I rolled my eyes and jokingly asked, "Where's the fun in that?" He just smirked. Dr. Grey was getting antsy at that point so I grudgingly cut our moment short.

"Take care of yourself big brother", I said pulling him in for a hug. I always get a little emotional when he leaves.

It was a little strange having Dr. Grey there for our leaving ritual. (the swapping of the necklaces) But I know why he arranged it so she was. She has a little bit of an ego. She was jealous of the love he feels for me, and of the attention he pays to me and he was perfectly aware that she was feeling smug about 'stealing him away from me' and using it to make herself feel better. He was knocking her off her high horse, as it were. He wanted to show her somehow that even though she has him as a lover, I will always be his number one girl. And that that will never change.

Logan took Dr. Greys luggage to the car (Logan? A bellhop?
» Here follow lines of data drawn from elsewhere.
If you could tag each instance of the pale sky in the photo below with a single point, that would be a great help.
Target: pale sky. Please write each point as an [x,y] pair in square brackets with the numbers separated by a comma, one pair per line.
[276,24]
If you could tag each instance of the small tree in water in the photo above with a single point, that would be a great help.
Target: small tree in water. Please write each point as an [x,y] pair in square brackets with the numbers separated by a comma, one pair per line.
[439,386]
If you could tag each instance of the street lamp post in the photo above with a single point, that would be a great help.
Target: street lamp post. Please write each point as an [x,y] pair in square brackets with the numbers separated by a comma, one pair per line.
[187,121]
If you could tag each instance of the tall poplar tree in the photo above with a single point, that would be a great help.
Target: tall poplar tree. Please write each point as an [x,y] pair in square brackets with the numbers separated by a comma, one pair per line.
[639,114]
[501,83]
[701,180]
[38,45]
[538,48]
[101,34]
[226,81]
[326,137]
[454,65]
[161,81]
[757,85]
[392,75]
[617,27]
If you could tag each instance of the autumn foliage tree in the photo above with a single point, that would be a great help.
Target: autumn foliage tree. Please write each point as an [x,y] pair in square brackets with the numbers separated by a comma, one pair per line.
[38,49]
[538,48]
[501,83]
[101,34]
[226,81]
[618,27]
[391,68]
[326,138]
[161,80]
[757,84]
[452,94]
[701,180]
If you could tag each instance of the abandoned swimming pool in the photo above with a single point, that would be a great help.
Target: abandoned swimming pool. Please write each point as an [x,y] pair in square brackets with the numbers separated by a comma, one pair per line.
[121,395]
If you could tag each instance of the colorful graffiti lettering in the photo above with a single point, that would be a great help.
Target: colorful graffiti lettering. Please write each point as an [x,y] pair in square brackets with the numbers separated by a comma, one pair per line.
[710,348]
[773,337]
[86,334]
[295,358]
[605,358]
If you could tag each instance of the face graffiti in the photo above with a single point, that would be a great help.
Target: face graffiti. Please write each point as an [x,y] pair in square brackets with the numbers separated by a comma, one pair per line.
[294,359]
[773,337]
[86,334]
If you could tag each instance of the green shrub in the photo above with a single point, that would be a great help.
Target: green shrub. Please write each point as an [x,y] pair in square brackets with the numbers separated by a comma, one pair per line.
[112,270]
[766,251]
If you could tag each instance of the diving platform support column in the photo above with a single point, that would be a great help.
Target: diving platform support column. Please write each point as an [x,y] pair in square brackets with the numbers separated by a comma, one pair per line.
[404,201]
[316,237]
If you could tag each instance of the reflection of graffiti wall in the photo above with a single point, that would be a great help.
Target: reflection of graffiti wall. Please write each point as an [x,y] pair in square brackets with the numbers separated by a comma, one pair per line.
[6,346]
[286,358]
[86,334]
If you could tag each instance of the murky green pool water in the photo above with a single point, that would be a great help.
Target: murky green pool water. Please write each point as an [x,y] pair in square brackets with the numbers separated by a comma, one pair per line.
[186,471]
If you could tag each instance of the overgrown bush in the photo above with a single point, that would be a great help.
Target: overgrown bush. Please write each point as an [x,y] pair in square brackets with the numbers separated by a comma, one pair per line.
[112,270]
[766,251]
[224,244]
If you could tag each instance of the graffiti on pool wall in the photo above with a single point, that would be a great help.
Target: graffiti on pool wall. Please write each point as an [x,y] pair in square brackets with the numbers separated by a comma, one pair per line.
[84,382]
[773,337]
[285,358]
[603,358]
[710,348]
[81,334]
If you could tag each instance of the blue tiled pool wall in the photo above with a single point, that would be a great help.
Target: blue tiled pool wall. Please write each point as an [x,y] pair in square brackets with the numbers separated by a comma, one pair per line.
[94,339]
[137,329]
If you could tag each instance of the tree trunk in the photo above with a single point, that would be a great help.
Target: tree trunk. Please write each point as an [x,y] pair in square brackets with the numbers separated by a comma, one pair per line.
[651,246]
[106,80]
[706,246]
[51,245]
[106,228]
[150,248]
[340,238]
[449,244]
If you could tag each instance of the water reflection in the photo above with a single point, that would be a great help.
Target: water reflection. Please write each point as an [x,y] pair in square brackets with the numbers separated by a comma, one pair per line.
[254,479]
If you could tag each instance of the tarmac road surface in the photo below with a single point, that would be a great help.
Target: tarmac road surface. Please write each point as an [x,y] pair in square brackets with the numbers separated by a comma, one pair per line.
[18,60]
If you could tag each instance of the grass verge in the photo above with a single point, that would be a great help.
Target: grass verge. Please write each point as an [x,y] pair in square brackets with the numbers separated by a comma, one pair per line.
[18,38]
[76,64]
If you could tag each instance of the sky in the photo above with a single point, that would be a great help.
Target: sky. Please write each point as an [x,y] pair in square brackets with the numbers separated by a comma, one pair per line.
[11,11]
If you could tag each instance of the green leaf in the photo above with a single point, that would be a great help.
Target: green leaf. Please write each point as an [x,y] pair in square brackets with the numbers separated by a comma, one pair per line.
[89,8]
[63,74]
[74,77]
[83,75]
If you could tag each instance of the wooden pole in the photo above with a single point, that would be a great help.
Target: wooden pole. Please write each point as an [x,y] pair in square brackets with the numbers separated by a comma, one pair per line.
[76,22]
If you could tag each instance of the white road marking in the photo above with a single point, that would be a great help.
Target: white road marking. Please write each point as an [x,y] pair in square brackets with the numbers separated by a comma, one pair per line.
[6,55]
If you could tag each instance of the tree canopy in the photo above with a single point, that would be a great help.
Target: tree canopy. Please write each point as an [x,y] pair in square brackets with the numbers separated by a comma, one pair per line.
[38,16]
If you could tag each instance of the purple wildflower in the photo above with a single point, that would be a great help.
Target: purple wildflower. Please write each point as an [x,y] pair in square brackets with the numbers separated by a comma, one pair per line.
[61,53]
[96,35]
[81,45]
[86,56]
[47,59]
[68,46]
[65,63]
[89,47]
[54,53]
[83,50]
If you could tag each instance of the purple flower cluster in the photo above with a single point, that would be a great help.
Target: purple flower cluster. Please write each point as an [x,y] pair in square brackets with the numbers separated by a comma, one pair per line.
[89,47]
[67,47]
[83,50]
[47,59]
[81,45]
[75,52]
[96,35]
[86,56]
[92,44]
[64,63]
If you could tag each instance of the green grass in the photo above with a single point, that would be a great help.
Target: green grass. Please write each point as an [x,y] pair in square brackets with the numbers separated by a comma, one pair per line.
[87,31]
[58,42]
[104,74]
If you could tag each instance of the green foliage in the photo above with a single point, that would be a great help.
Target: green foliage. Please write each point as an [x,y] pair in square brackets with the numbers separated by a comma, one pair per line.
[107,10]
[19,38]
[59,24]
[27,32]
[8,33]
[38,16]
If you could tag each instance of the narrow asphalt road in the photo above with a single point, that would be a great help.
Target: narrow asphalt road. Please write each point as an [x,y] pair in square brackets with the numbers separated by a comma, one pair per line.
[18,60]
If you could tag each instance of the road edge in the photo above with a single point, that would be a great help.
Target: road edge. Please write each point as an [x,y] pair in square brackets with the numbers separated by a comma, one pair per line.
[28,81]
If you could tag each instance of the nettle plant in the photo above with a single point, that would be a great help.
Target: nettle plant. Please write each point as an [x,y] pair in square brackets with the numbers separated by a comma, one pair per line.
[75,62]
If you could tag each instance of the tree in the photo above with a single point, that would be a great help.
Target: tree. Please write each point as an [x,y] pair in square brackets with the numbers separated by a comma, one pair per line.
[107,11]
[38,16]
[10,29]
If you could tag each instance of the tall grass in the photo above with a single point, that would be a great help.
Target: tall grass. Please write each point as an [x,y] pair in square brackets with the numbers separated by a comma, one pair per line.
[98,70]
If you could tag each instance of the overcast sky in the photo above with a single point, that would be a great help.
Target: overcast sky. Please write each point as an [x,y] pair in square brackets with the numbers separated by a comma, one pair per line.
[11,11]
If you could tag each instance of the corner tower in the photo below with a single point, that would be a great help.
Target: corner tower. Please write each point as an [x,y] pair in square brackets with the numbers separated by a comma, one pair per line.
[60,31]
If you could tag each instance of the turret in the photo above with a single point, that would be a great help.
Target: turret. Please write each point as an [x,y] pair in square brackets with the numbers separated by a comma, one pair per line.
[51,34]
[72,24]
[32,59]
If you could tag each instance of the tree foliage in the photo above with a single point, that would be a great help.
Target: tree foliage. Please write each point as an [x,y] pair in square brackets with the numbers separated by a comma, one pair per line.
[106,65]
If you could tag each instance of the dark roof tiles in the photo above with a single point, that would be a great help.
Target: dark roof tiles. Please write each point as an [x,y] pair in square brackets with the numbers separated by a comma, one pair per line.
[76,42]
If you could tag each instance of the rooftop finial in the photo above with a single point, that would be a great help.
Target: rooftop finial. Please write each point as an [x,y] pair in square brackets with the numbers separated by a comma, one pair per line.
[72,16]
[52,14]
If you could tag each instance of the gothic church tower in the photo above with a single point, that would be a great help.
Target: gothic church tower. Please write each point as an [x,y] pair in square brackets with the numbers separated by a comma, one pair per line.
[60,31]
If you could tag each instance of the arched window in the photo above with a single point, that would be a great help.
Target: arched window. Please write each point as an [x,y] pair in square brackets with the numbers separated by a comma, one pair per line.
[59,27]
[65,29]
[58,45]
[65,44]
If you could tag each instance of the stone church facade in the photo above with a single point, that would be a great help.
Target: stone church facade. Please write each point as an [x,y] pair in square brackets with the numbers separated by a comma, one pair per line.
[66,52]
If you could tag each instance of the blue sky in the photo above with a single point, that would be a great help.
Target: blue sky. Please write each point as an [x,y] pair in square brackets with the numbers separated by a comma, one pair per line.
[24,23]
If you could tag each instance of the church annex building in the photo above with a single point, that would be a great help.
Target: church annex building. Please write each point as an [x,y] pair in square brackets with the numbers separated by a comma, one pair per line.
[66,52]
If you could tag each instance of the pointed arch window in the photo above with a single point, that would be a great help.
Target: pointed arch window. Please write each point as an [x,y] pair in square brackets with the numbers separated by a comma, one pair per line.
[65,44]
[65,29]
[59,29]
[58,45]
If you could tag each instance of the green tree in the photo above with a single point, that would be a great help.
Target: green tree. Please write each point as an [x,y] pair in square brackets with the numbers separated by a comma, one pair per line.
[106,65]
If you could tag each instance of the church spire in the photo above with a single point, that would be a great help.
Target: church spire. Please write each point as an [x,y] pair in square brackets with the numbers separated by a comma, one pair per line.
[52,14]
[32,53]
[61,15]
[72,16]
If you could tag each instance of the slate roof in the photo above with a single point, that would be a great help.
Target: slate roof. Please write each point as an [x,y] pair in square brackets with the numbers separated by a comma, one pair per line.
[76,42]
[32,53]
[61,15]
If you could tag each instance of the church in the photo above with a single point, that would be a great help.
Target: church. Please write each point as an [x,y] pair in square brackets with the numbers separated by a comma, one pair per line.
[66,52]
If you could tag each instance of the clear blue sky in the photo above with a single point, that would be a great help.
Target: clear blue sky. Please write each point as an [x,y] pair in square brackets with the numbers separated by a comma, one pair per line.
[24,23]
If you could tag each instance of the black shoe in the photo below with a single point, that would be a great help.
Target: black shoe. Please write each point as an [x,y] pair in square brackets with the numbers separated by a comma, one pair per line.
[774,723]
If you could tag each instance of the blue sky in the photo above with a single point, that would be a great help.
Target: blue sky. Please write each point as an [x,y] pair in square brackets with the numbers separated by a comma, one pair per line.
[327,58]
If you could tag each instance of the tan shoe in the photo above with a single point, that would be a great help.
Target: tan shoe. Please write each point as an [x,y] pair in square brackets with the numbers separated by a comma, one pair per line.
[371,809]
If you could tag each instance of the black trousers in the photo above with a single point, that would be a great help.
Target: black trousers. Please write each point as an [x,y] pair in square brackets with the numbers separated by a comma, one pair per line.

Honestly, the lengths men will go to for sex) and I took this opportunity to say,

"If he's happy with you then I'm happy for him but I'm not going to pretend that I'm not angry about how this is going to affect Mr. Summer's." She simply nodded. I don't think she knew what to say to me.

He comes back again and squeezes my hand one last time before they both head out. I project a thought to Dr.Grey as I watch them through a window, asking her to try and keep him out of trouble and she sais she'd do her best.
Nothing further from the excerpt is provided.